Two articles very critical of Heritage were published recently.
First, the Sun-Sentential reported that Heritage was "soaking homeowners" and provided financial data that shocked this policyholder advocate. The financial documents reported that Citizens paid $33 million to Heritage and that without calculating stock grants and options, the two top executives of Heritage were paid 20.4 million in salary and bonuses in the two years since Citizens policies have become Heritage policies.
The breakdown provided to the federal regulators showed CEO Bruce Lucas’s 10.4 million dollar cash bonus atop his $750,000.00 base salary. This trumped the 5.2 million Lucas collected in salary and bonuses in 2014. President Richard Widdicombe received 2.2 million last year and 1.8 million in 2014.
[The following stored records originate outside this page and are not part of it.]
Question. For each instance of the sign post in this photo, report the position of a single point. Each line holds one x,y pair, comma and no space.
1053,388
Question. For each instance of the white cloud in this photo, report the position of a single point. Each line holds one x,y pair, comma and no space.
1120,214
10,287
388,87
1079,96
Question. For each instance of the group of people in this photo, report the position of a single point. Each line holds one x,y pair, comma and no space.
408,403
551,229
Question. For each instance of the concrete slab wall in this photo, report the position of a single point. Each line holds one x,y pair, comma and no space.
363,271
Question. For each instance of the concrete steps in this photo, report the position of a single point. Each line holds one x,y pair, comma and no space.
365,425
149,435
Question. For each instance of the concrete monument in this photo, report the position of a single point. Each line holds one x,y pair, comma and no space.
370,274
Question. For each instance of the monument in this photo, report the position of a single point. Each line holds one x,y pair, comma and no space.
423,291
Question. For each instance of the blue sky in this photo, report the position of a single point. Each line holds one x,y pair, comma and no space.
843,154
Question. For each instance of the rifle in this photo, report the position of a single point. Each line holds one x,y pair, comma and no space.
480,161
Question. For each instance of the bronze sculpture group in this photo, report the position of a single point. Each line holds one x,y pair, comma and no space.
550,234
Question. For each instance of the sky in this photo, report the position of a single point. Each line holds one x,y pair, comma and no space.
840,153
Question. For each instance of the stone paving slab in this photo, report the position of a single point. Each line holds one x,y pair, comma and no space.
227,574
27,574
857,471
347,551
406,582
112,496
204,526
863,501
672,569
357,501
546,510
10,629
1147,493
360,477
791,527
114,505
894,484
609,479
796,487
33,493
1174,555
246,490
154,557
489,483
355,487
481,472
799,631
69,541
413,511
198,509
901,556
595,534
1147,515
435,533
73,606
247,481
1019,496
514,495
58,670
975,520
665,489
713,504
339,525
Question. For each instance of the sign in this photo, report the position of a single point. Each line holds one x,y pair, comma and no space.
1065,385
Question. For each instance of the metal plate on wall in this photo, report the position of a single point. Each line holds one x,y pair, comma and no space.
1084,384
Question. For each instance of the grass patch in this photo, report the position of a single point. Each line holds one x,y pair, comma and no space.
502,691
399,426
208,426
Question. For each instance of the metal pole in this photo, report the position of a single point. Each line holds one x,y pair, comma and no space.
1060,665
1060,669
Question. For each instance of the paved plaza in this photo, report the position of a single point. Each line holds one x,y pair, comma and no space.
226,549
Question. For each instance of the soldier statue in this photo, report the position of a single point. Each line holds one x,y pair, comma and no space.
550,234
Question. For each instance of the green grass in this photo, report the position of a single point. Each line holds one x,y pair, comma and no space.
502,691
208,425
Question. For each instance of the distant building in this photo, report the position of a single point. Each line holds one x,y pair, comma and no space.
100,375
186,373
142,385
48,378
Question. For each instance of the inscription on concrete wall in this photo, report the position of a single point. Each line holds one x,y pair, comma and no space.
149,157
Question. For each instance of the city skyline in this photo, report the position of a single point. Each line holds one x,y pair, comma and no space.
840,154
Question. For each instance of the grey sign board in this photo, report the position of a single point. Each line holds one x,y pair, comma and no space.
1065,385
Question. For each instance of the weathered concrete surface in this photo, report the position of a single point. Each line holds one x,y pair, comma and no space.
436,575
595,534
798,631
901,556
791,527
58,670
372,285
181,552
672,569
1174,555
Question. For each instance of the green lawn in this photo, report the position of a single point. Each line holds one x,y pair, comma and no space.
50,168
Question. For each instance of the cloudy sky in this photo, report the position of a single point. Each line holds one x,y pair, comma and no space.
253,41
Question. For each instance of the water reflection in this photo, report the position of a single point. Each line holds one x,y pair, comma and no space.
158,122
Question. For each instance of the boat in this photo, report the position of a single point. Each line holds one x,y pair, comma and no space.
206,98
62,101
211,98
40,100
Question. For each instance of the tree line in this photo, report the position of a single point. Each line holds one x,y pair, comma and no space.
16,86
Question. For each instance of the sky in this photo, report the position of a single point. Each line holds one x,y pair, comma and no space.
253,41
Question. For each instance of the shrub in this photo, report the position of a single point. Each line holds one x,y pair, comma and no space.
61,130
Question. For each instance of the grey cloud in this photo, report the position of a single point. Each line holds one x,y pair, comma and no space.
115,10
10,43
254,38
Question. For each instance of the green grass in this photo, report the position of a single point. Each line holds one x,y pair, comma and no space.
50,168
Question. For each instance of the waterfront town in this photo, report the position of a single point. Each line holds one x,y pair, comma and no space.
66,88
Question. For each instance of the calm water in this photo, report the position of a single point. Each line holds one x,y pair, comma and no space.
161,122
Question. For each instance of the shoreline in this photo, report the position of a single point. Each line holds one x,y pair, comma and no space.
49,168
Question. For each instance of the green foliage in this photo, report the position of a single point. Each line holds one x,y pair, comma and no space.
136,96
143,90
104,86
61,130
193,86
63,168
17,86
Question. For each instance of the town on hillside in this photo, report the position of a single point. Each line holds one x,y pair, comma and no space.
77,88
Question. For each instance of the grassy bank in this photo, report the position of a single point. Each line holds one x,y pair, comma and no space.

How is this insurance company so flush with cash to give out such insanely generous paydays? The reporter said that calls were not be returned by the company but there is evidence that the company submitted rate increases for homeowner policies of 14.9%. Each year, without approval from the Office of Insurance Regulation, a company can raise rates if they do not exceed the 15% rule. The equation for Heritage is simple, take the rejected Citizens policies and take money from Citizens, jack up the premiums every year and give the money to Rick Scott, or the CEO and President of the company so that when a storm hits, there is no money left to pay the claims. If this happens, the company’s losses are taken over by FIGA, the Florida Insurance Guaranty Association, and the insureds are provided even less.
The Mayo report of the massive salaries and bonuses paid out by Heritage was released on May 25, just two days later the Insurance Journal sent off another flare on this same company.
This article explains that Citizens just approved paying Heritage another $52 million to take 60,000 more homeowners policies. The deal is making headlines with this nationwide publication because of the timing and speed of the deal.
- Florida’s Legislature was not given much notice of the take out plan.
- Citizens only approved the plan by a 3-2 vote
- Citizens normally does not pay companies to absorb a policy.
- Heritage contacted insureds before the deal was sealed and agents had automatic emails that explained why to choose Heritage.
- Heritage is being paid to assume claims from 2016 or at least that is the cover story. In reality. Heritage gets to pick the policies it wants so it can select only those who do not have claims!
- The possible political reason? Tom Gallager (former insurance commissioner) was lobbying for the deal to Heritage and Gallagher helped create Citizens. Add to that the $110,000 contributions by heritage to Rick Scott’s PAC. This then leads to the question, did Heritage give the $110,000 in exchange for the support it needed to collect the $52 million from Citizens?
Consider issues and the facts revealed about the gross paydays to top executives of Heritage and you can see reason to have serious worry if any category hurricane hits Florida. For a decade we have been spared, but we live in an region that will be slammed by storms again—it’s not a matter of if, it’s a matter of when.
Floridians do not have to agree to have Heritage as their insurance company. Policyholders get to decide before changing to Heritage, but without these news articles the public would not be informed of the behind the scenes issues.